The telescope itself has exceeded expectations. "The image stability and precision of the telescope alignment, which can only be obtained through extensive control engineering, has met all our targets and even exceeded them in some respects. This is exceptional performance, especially when you recall that these astronomical observations have been made with a huge telescope mounted in an aircraft flying at 800 kilometers per hour," pointed Thomas Keilig, from DSI, SOFIA Telescope Assembly and SI Integration Manager, responsible for testing the telescope.
"A preliminary examination of the first light data shows that the images are in fact sharp enough to enable cutting-edge astronomy. Now at last, the fun begins," said Alfred Krabbe, Director and scientific head of DSI. USRA and DSI direct the scientific operation of SOFIA on behalf of NASA and DLR.

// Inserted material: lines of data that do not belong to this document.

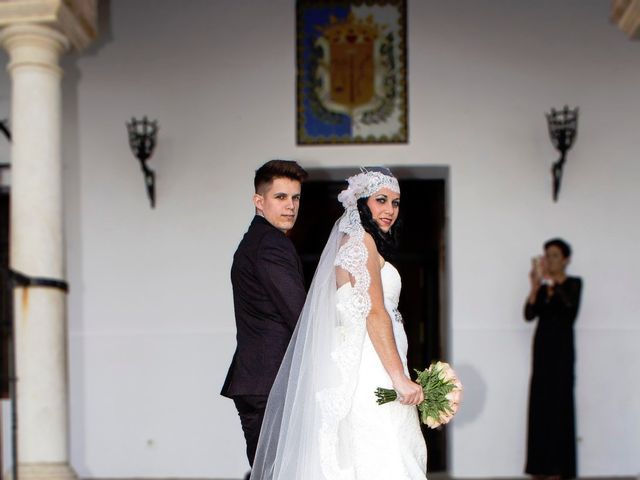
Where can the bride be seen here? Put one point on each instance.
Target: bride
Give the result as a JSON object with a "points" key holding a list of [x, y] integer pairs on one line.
{"points": [[322, 421]]}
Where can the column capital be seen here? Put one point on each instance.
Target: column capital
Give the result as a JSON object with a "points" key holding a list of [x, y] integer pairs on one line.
{"points": [[77, 20], [33, 45], [626, 14]]}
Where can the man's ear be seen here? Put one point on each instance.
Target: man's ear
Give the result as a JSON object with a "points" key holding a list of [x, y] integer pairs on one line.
{"points": [[258, 201]]}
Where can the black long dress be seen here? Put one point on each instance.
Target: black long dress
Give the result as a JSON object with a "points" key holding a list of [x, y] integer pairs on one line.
{"points": [[551, 440]]}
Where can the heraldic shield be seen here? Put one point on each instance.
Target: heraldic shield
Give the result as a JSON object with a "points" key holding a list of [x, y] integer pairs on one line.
{"points": [[352, 72]]}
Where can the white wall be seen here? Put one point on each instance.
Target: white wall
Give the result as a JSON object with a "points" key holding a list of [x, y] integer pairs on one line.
{"points": [[150, 310]]}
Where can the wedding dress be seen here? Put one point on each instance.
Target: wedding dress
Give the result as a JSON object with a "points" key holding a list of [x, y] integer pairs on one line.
{"points": [[322, 420], [386, 440]]}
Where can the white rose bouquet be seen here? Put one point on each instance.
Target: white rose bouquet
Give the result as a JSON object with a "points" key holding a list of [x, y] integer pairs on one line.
{"points": [[442, 394]]}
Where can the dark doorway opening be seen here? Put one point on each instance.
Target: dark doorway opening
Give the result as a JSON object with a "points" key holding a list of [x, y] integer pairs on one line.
{"points": [[421, 262]]}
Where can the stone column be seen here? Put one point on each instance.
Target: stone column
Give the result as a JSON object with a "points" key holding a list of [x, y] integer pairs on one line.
{"points": [[35, 34], [36, 245]]}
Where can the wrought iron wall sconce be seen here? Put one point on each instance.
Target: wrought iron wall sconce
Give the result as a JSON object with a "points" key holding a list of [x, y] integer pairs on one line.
{"points": [[142, 140], [563, 129]]}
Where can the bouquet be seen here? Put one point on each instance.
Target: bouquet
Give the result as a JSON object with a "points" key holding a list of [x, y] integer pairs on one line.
{"points": [[442, 394]]}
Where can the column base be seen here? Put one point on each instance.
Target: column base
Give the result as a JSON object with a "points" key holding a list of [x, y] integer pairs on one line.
{"points": [[43, 471]]}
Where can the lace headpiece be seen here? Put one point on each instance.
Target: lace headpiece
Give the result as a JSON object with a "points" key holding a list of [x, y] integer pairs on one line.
{"points": [[365, 184]]}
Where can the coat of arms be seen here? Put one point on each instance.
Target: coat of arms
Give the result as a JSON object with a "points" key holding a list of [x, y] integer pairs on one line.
{"points": [[351, 72]]}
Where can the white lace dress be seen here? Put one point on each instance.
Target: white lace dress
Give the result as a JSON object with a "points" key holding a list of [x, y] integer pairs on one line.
{"points": [[386, 441]]}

For Meyer, this successful first light flight is "the reward of many years of hard work. Hundreds of motivated and dedicated people have contributed to providing the international scientific community with this fantastic observation platform."
"For me personally, this is a dream come true after a wait of nearly 25 years," beams Hans-Peter Röser, Director of the Institute of Space Systems at the University of Stuttgart, where DSI is located. He has promoted German-American cooperation with SOFIA since 1985.

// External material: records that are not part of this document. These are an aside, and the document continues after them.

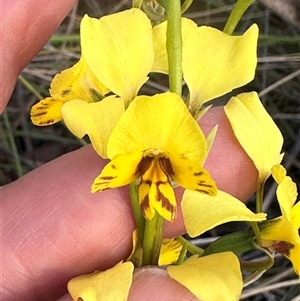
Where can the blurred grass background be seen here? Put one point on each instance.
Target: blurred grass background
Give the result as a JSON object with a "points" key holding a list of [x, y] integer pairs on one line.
{"points": [[24, 147]]}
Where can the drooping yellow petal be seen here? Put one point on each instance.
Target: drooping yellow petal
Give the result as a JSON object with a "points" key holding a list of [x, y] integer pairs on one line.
{"points": [[256, 132], [278, 173], [210, 70], [286, 194], [294, 257], [119, 172], [295, 215], [77, 82], [202, 212], [279, 229], [191, 175], [169, 251], [160, 122], [211, 278], [119, 50], [110, 285], [46, 112], [97, 120], [159, 43]]}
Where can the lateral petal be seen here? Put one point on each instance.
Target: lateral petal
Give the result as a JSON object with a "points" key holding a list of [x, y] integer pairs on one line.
{"points": [[203, 275], [97, 120], [120, 59], [197, 209]]}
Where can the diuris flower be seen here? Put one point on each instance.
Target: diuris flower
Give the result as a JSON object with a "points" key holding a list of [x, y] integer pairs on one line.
{"points": [[281, 234], [156, 142], [117, 55]]}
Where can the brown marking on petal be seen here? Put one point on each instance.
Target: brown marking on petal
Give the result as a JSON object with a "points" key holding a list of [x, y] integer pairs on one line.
{"points": [[282, 247], [39, 114], [166, 166], [143, 166], [65, 92], [198, 174], [203, 184]]}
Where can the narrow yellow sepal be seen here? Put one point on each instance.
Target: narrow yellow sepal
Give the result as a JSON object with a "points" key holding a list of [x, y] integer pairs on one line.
{"points": [[203, 275], [118, 48], [110, 285], [256, 132], [119, 172], [202, 212], [97, 120]]}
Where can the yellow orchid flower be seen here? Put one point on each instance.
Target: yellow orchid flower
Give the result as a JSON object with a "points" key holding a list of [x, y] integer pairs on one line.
{"points": [[110, 285], [256, 132], [209, 70], [155, 142], [112, 60], [203, 275], [77, 82], [281, 234], [203, 212]]}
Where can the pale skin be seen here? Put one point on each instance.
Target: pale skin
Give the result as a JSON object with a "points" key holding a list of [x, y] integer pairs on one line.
{"points": [[53, 227]]}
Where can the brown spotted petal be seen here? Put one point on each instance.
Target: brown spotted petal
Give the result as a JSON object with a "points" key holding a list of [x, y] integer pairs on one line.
{"points": [[46, 112]]}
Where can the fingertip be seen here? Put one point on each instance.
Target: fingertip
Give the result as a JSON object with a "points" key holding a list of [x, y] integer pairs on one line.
{"points": [[154, 283]]}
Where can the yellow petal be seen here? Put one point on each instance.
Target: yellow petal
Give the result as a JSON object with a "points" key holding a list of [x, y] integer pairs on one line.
{"points": [[295, 215], [256, 132], [46, 112], [169, 251], [77, 82], [294, 257], [202, 212], [119, 50], [286, 194], [211, 278], [119, 172], [191, 175], [280, 229], [159, 43], [159, 122], [210, 70], [97, 120], [110, 285], [278, 173]]}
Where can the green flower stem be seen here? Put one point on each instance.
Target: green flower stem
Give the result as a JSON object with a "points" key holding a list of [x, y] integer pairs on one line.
{"points": [[137, 213], [174, 45], [152, 240], [185, 6], [189, 246], [236, 14], [13, 146]]}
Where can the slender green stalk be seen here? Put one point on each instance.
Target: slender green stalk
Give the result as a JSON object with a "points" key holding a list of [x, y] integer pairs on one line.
{"points": [[152, 240], [189, 246], [174, 45], [259, 197], [138, 216], [236, 14], [186, 4], [9, 132], [29, 86]]}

"This is an enormous step toward spectroscopic observations of the cold universe," added DSI Director Alfred Krabbe. "We are now awaiting forthcoming observations with GREAT, the German infrared spectrometer, under the leadership of Rolf Güsten at the Max Planck Institute for Radio Astronomy in Bonn." GREAT is the German REceiver for Astronomy at Terahertz Frequencies.
Erick Young, the SOFIA Science Mission Operations Director at USRA, added, "SOFIA's first light heralds a new era of astronomical discoveries. We stand at the threshold of a 20-year period of unprecedented infrared observations that will significantly expand our knowledge of the Universe."
Meyers added, “The German designed and built telescope has really worked well. It represents some of the great German engineering that we have come to appreciate over the years.”
SOFIA is a joint program between NASA and the German Aerospace Center, Deutsches Zentrum für Luft- und Raumfahrt (DLR), Bonn, Germany. The SOFIA program is managed at NASA’s Dryden Flight Research Center, Edwards, Calif., and the aircraft is based at the Dryden Aircraft Operations Facility, Palmdale, Calif. NASA’s Ames Research Center, Moffett Field, Calif., manages the SOFIA science and mission operations in cooperation with the Universities Space Research Association (USRA), Columbia, Md., and the Deutsches SOFIA Institute (DSI), Stuttgart, Germany.